Loosely speaking, there are two types of data science activities:

  • Knowledge discovery activities (e.g. customer segmentation, customer lifetime value analysis, trade volume forecasting, etc)
  • Action-optimisation activities (e.g. personalised advertising, error diagnosis, process optimisation, etc)

Many organisations start their data science journey by putting an open-ended knowledge discovery question to their (budding) data scientists: What are some (new) insights we can draw about our business using big-data techniques and technologies? It sounded like a reasonable question but I think it’s the wrong place to start because the question is a loaded one that can easily lead to analysis paralysis and loss of credibility for the data science team for the following reasons:

  • Knowledge discovery is an open-ended process that cannot be easily time-boxed; insights will usually invite more questions and qualifications, ad infinitum, without leading to concrete measurable business benefits. (Management are very good at asking increasingly detailed questions.)
  • It’s high risk because it can pit the (usually new) data science team against corporate old-timers with their domain knowledge and possibly biases. It doesn’t help that the expectation is usually high that the data science team will produce something truly new; such is the hype surrounding data science.
  • The data science team can become disillusioned if their hard work don’t lead to business results and most of their data insights die silently on Powerpoint presentations. (Most insights one can get from a pure discovery exercise are interesting but non-actionable.)

Many a new data science team have fallen victim to this little trap and faded quickly into corporate irrelevance…

As the sea squirt story illustrates, the reason for having a “corporate brain” is to act. I firmly believe the right approach for an organisation to start its data science journey is to start with a business action it wants to take and ask how data science can be used to act (more) optimally. In particular, this is the principle I use.

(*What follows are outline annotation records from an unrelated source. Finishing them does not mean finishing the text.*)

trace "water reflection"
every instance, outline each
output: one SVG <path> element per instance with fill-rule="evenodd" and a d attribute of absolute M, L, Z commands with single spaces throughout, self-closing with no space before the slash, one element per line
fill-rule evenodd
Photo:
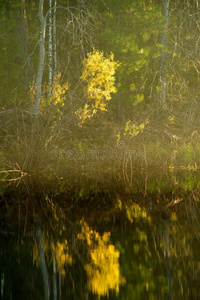
<path fill-rule="evenodd" d="M 198 299 L 198 203 L 117 203 L 106 224 L 98 212 L 1 231 L 0 299 Z"/>

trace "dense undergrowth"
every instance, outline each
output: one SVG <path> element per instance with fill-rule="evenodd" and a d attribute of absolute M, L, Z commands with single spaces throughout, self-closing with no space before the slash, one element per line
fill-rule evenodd
<path fill-rule="evenodd" d="M 179 108 L 174 117 L 166 107 L 146 110 L 143 120 L 129 122 L 128 130 L 127 122 L 103 119 L 102 113 L 80 125 L 75 114 L 55 122 L 50 114 L 3 111 L 2 191 L 14 187 L 30 192 L 32 184 L 37 191 L 41 183 L 55 194 L 74 191 L 78 197 L 91 191 L 192 190 L 200 164 L 198 110 L 195 102 L 187 113 Z"/>

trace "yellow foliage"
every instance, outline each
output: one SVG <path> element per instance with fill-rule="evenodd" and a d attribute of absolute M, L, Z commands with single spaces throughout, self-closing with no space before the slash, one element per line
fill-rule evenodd
<path fill-rule="evenodd" d="M 86 222 L 81 222 L 79 239 L 86 240 L 89 262 L 85 264 L 89 289 L 99 296 L 108 295 L 110 290 L 119 292 L 125 280 L 120 275 L 119 251 L 109 242 L 110 233 L 103 236 L 91 230 Z"/>
<path fill-rule="evenodd" d="M 151 218 L 147 215 L 146 210 L 140 207 L 137 203 L 130 201 L 126 204 L 125 208 L 127 218 L 131 223 L 133 222 L 133 219 L 145 219 L 150 222 Z"/>
<path fill-rule="evenodd" d="M 83 61 L 81 80 L 85 83 L 85 93 L 88 103 L 76 111 L 80 123 L 85 123 L 98 111 L 107 111 L 107 102 L 111 94 L 116 93 L 115 72 L 119 62 L 114 60 L 114 55 L 104 57 L 103 52 L 93 49 Z"/>
<path fill-rule="evenodd" d="M 140 125 L 136 125 L 131 120 L 128 120 L 125 125 L 124 135 L 131 135 L 132 137 L 138 135 L 140 132 L 143 132 L 145 126 L 149 123 L 148 120 L 141 123 Z"/>

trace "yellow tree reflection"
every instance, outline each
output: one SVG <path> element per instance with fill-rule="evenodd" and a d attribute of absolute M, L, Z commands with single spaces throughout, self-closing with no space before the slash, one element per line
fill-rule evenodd
<path fill-rule="evenodd" d="M 120 275 L 119 251 L 109 241 L 110 233 L 100 236 L 81 221 L 81 233 L 78 238 L 88 245 L 88 262 L 84 268 L 88 275 L 88 288 L 99 296 L 109 294 L 110 290 L 119 292 L 119 286 L 125 280 Z"/>

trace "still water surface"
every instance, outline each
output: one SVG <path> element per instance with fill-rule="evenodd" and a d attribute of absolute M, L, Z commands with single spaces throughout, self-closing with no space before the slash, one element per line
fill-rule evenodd
<path fill-rule="evenodd" d="M 2 222 L 0 299 L 199 299 L 199 209 L 177 202 L 149 212 L 118 200 L 23 232 Z"/>

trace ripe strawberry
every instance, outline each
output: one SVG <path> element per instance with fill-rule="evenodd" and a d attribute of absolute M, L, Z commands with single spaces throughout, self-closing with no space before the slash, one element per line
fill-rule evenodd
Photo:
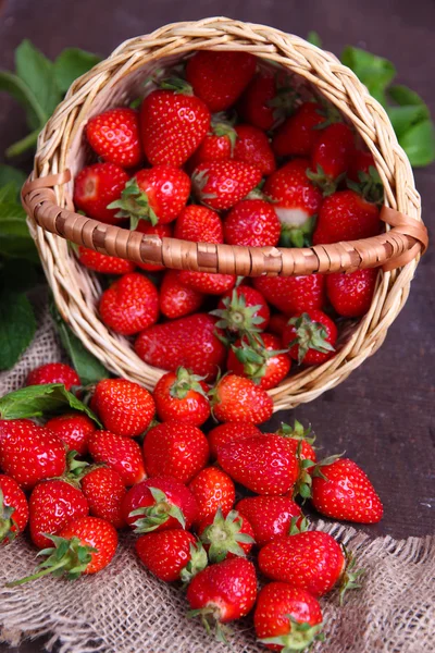
<path fill-rule="evenodd" d="M 27 521 L 26 495 L 12 477 L 0 473 L 0 544 L 10 544 Z"/>
<path fill-rule="evenodd" d="M 227 374 L 213 390 L 212 410 L 219 421 L 261 424 L 272 417 L 273 401 L 250 379 Z"/>
<path fill-rule="evenodd" d="M 64 362 L 47 362 L 28 372 L 26 385 L 45 385 L 46 383 L 63 383 L 66 390 L 82 384 L 77 372 Z"/>
<path fill-rule="evenodd" d="M 226 347 L 214 334 L 214 324 L 215 318 L 206 313 L 157 324 L 140 333 L 135 350 L 153 367 L 169 371 L 185 367 L 212 381 L 226 357 Z"/>
<path fill-rule="evenodd" d="M 234 483 L 227 473 L 216 467 L 204 467 L 189 483 L 198 504 L 197 522 L 212 516 L 217 508 L 226 515 L 236 500 Z"/>
<path fill-rule="evenodd" d="M 141 535 L 136 553 L 147 569 L 165 582 L 189 582 L 207 567 L 202 544 L 179 528 Z"/>
<path fill-rule="evenodd" d="M 225 111 L 239 98 L 256 72 L 248 52 L 199 50 L 187 62 L 186 77 L 195 95 L 212 113 Z"/>
<path fill-rule="evenodd" d="M 88 218 L 101 220 L 107 224 L 119 224 L 116 211 L 108 206 L 120 199 L 128 174 L 114 163 L 95 163 L 87 165 L 75 177 L 74 205 Z"/>
<path fill-rule="evenodd" d="M 62 440 L 29 419 L 0 420 L 0 469 L 23 490 L 60 477 L 66 467 Z"/>
<path fill-rule="evenodd" d="M 253 286 L 269 304 L 286 316 L 322 308 L 324 304 L 323 274 L 307 276 L 257 276 Z"/>
<path fill-rule="evenodd" d="M 160 476 L 128 490 L 122 513 L 137 533 L 174 528 L 189 530 L 198 518 L 198 505 L 194 494 L 181 481 Z"/>
<path fill-rule="evenodd" d="M 110 431 L 95 431 L 88 446 L 95 463 L 105 463 L 117 471 L 125 485 L 140 483 L 146 478 L 140 446 L 130 438 Z"/>
<path fill-rule="evenodd" d="M 150 429 L 144 442 L 149 476 L 173 476 L 188 483 L 209 459 L 206 435 L 194 424 L 172 420 Z"/>
<path fill-rule="evenodd" d="M 99 157 L 123 168 L 134 168 L 142 160 L 139 114 L 119 107 L 95 115 L 86 125 L 90 147 Z"/>
<path fill-rule="evenodd" d="M 285 494 L 295 485 L 299 465 L 279 435 L 256 435 L 217 448 L 217 461 L 237 483 L 258 494 Z"/>
<path fill-rule="evenodd" d="M 172 90 L 153 90 L 142 101 L 140 132 L 152 165 L 183 165 L 210 127 L 210 111 L 188 84 L 172 81 Z"/>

  • Always start with action-optimisation activities (prioritised by risk-adjusted business values) and restrict the conduct of knowledge-discovery activities in the context of action-optimisation activities.

Why does this work better?

  • Having a project with concrete business goals and actions will facilitate stakeholder buy-in from the word go. The success or otherwise of such data science work is also usually easy to measure.
  • There’s usually a deadline in which to act so the project will be time-boxed. A time-box  is a way to ensure quick-wins and fast-fails.
  • All discovery activities are targetted and contextualised; the risk of “analysis paralysis” is minimised.

I have yet to see a data science project that started with a question on how to optimise a business action fail, certainly not by being irrelevant.